Canada budget office predicts bigger deficits

OTTAWA (Reuters) – Canada’s parliamentary budget office forecast on Wednesday the government would not be able to eliminate the federal deficit by 2014-15 as planned due to higher projected operating expenses.

The Parliamentary Budget Officer (PBO) issued a report providing the office’s own economic growth forecasts for the first time, rather than using the consensus private sector forecasts published by the government.

Its fiscal outlook excludes new measures announced by the government in its March budget, which was never adopted because of the general election. The Conservatives, who won a majority on May 2, will present another budget on Monday, which they say will be largely the same as the previous proposal, with some minor tweaks.
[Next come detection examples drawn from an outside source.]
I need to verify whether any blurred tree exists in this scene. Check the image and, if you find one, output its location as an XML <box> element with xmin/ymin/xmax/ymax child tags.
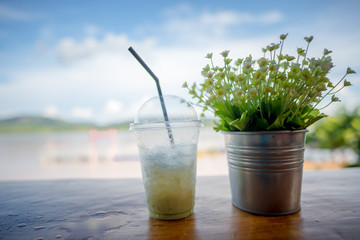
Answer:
<box><xmin>306</xmin><ymin>106</ymin><xmax>360</xmax><ymax>167</ymax></box>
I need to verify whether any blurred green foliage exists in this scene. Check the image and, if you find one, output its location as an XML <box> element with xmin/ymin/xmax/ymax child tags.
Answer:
<box><xmin>306</xmin><ymin>106</ymin><xmax>360</xmax><ymax>167</ymax></box>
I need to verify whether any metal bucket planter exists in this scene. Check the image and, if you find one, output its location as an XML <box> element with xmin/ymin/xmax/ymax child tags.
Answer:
<box><xmin>223</xmin><ymin>130</ymin><xmax>307</xmax><ymax>215</ymax></box>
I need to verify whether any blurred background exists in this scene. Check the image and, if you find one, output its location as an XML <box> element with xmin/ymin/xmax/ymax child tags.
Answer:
<box><xmin>0</xmin><ymin>0</ymin><xmax>360</xmax><ymax>181</ymax></box>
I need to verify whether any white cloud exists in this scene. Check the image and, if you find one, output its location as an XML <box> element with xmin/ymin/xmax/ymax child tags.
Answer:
<box><xmin>105</xmin><ymin>99</ymin><xmax>123</xmax><ymax>115</ymax></box>
<box><xmin>0</xmin><ymin>5</ymin><xmax>31</xmax><ymax>21</ymax></box>
<box><xmin>71</xmin><ymin>107</ymin><xmax>93</xmax><ymax>120</ymax></box>
<box><xmin>0</xmin><ymin>5</ymin><xmax>360</xmax><ymax>123</ymax></box>
<box><xmin>43</xmin><ymin>105</ymin><xmax>59</xmax><ymax>118</ymax></box>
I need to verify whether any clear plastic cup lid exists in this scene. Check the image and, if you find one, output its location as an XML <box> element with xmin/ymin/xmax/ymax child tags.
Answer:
<box><xmin>130</xmin><ymin>95</ymin><xmax>200</xmax><ymax>130</ymax></box>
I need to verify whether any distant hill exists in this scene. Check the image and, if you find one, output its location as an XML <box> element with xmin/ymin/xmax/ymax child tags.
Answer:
<box><xmin>0</xmin><ymin>116</ymin><xmax>129</xmax><ymax>133</ymax></box>
<box><xmin>0</xmin><ymin>116</ymin><xmax>214</xmax><ymax>134</ymax></box>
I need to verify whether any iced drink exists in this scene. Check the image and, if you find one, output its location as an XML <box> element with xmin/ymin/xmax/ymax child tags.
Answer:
<box><xmin>139</xmin><ymin>145</ymin><xmax>197</xmax><ymax>220</ymax></box>
<box><xmin>130</xmin><ymin>95</ymin><xmax>201</xmax><ymax>220</ymax></box>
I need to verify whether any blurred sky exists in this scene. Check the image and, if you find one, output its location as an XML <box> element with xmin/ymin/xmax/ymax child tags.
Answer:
<box><xmin>0</xmin><ymin>0</ymin><xmax>360</xmax><ymax>124</ymax></box>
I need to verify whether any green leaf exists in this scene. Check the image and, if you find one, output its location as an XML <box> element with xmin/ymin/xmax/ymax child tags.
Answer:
<box><xmin>229</xmin><ymin>112</ymin><xmax>250</xmax><ymax>131</ymax></box>
<box><xmin>305</xmin><ymin>113</ymin><xmax>327</xmax><ymax>128</ymax></box>
<box><xmin>302</xmin><ymin>109</ymin><xmax>320</xmax><ymax>119</ymax></box>
<box><xmin>267</xmin><ymin>112</ymin><xmax>290</xmax><ymax>130</ymax></box>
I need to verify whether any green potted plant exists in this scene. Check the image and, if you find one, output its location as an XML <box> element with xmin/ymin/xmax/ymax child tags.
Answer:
<box><xmin>183</xmin><ymin>34</ymin><xmax>355</xmax><ymax>215</ymax></box>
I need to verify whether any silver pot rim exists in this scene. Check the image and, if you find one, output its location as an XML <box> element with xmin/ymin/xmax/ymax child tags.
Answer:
<box><xmin>220</xmin><ymin>129</ymin><xmax>309</xmax><ymax>135</ymax></box>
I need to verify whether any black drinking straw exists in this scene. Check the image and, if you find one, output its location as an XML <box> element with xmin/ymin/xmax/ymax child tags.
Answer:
<box><xmin>128</xmin><ymin>47</ymin><xmax>174</xmax><ymax>143</ymax></box>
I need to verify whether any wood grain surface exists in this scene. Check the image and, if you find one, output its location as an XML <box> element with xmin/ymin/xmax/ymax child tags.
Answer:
<box><xmin>0</xmin><ymin>169</ymin><xmax>360</xmax><ymax>240</ymax></box>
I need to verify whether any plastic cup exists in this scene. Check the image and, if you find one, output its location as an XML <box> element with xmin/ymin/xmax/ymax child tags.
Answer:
<box><xmin>132</xmin><ymin>120</ymin><xmax>201</xmax><ymax>220</ymax></box>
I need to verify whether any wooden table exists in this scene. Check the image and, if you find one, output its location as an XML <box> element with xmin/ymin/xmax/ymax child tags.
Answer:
<box><xmin>0</xmin><ymin>168</ymin><xmax>360</xmax><ymax>240</ymax></box>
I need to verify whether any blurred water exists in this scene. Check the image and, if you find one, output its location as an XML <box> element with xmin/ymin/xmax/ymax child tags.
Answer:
<box><xmin>0</xmin><ymin>128</ymin><xmax>357</xmax><ymax>181</ymax></box>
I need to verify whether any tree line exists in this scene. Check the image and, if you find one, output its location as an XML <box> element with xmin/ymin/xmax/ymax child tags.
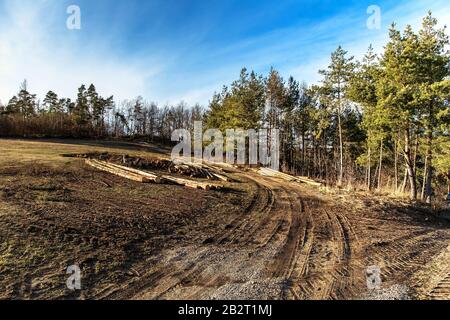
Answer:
<box><xmin>0</xmin><ymin>13</ymin><xmax>450</xmax><ymax>202</ymax></box>
<box><xmin>206</xmin><ymin>12</ymin><xmax>450</xmax><ymax>202</ymax></box>
<box><xmin>0</xmin><ymin>81</ymin><xmax>204</xmax><ymax>142</ymax></box>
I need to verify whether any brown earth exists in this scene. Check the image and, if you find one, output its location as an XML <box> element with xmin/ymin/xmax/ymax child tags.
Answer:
<box><xmin>0</xmin><ymin>140</ymin><xmax>450</xmax><ymax>299</ymax></box>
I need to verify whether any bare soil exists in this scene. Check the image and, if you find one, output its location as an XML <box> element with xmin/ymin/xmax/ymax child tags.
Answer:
<box><xmin>0</xmin><ymin>140</ymin><xmax>450</xmax><ymax>299</ymax></box>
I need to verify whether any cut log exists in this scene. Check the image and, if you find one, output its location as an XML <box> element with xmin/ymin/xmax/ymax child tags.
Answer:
<box><xmin>101</xmin><ymin>162</ymin><xmax>161</xmax><ymax>183</ymax></box>
<box><xmin>162</xmin><ymin>176</ymin><xmax>220</xmax><ymax>190</ymax></box>
<box><xmin>258</xmin><ymin>168</ymin><xmax>322</xmax><ymax>187</ymax></box>
<box><xmin>86</xmin><ymin>159</ymin><xmax>150</xmax><ymax>183</ymax></box>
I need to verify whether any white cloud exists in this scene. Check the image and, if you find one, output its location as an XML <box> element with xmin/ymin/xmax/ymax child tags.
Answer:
<box><xmin>0</xmin><ymin>1</ymin><xmax>161</xmax><ymax>103</ymax></box>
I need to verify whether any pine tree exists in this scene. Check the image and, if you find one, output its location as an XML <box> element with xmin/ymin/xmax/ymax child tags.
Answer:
<box><xmin>320</xmin><ymin>46</ymin><xmax>354</xmax><ymax>186</ymax></box>
<box><xmin>416</xmin><ymin>12</ymin><xmax>450</xmax><ymax>203</ymax></box>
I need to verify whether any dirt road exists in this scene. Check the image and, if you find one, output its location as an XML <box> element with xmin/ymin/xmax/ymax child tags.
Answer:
<box><xmin>100</xmin><ymin>174</ymin><xmax>450</xmax><ymax>299</ymax></box>
<box><xmin>0</xmin><ymin>141</ymin><xmax>450</xmax><ymax>299</ymax></box>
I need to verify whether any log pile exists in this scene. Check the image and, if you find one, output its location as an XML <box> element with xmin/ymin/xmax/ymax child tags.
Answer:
<box><xmin>86</xmin><ymin>159</ymin><xmax>156</xmax><ymax>183</ymax></box>
<box><xmin>258</xmin><ymin>168</ymin><xmax>322</xmax><ymax>187</ymax></box>
<box><xmin>86</xmin><ymin>159</ymin><xmax>223</xmax><ymax>190</ymax></box>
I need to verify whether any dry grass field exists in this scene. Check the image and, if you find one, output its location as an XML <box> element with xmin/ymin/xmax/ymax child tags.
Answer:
<box><xmin>0</xmin><ymin>140</ymin><xmax>450</xmax><ymax>299</ymax></box>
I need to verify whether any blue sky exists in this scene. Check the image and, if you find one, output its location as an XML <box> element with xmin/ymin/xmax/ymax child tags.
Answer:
<box><xmin>0</xmin><ymin>0</ymin><xmax>450</xmax><ymax>105</ymax></box>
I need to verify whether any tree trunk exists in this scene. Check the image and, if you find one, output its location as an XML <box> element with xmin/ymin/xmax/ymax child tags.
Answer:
<box><xmin>425</xmin><ymin>130</ymin><xmax>433</xmax><ymax>204</ymax></box>
<box><xmin>420</xmin><ymin>157</ymin><xmax>428</xmax><ymax>200</ymax></box>
<box><xmin>367</xmin><ymin>147</ymin><xmax>372</xmax><ymax>190</ymax></box>
<box><xmin>338</xmin><ymin>107</ymin><xmax>344</xmax><ymax>186</ymax></box>
<box><xmin>394</xmin><ymin>138</ymin><xmax>398</xmax><ymax>191</ymax></box>
<box><xmin>378</xmin><ymin>139</ymin><xmax>383</xmax><ymax>190</ymax></box>
<box><xmin>405</xmin><ymin>129</ymin><xmax>417</xmax><ymax>200</ymax></box>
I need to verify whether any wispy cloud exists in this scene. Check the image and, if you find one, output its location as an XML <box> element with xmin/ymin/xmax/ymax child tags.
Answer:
<box><xmin>0</xmin><ymin>0</ymin><xmax>162</xmax><ymax>102</ymax></box>
<box><xmin>0</xmin><ymin>0</ymin><xmax>450</xmax><ymax>104</ymax></box>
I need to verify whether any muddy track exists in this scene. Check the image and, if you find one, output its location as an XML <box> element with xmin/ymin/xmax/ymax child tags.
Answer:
<box><xmin>102</xmin><ymin>173</ymin><xmax>449</xmax><ymax>299</ymax></box>
<box><xmin>429</xmin><ymin>273</ymin><xmax>450</xmax><ymax>300</ymax></box>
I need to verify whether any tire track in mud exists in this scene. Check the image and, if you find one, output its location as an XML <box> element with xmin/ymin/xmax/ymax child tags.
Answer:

The PBO sees a budget deficit in 2011-12 of C$26.1 billion, slightly below Ottawa’s latest projection of C$27.8 billion.

While the Conservatives predict a return to balance in roughly 2014-15, the PBO sees a shortfall of C$13.3 billion that year and C$7.3 billion the year after.

“PBO’s estimate of the structural deficit does not mean that the government’s budget will not return to balance or that its fiscal structure is not sustainable,” the report said.
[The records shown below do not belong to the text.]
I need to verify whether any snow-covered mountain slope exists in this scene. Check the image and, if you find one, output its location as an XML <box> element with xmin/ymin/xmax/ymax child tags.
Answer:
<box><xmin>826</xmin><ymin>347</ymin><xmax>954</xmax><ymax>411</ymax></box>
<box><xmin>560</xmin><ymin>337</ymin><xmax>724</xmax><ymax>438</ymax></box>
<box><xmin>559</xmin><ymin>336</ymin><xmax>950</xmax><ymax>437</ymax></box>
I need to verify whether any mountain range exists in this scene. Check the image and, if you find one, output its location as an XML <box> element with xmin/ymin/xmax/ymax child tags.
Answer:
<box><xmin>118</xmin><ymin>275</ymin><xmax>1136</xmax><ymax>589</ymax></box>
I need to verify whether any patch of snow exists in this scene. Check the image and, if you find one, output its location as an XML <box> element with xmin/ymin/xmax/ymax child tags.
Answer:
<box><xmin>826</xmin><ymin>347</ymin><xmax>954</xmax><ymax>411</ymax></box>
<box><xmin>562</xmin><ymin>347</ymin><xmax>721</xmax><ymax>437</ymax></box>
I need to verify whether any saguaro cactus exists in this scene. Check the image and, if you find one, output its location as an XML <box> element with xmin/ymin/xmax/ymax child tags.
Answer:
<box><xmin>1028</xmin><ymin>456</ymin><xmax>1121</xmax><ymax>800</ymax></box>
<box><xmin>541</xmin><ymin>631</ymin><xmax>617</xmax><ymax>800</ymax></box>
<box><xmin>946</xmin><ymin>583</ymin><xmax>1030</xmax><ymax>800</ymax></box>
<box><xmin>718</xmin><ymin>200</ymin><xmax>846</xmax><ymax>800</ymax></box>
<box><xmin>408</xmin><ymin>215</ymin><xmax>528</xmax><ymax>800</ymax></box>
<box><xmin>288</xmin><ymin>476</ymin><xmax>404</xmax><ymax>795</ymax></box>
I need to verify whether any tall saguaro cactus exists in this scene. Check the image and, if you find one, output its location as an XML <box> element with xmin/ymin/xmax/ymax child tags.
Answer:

“Rather, it suggests that policy actions to increase revenues and/or reduce spending would be required to ensure that the budget is balanced once the economy returns to its potential.”

Gross domestic product will grow 2.9 percent this year, the PBO estimated, in line with government forecasts. Growth in 2012 and 2013 will be below government forecasts at 2.2 percent and 2.3 percent, respectively.

Finance Minister Jim Flaherty will present the budget on Monday.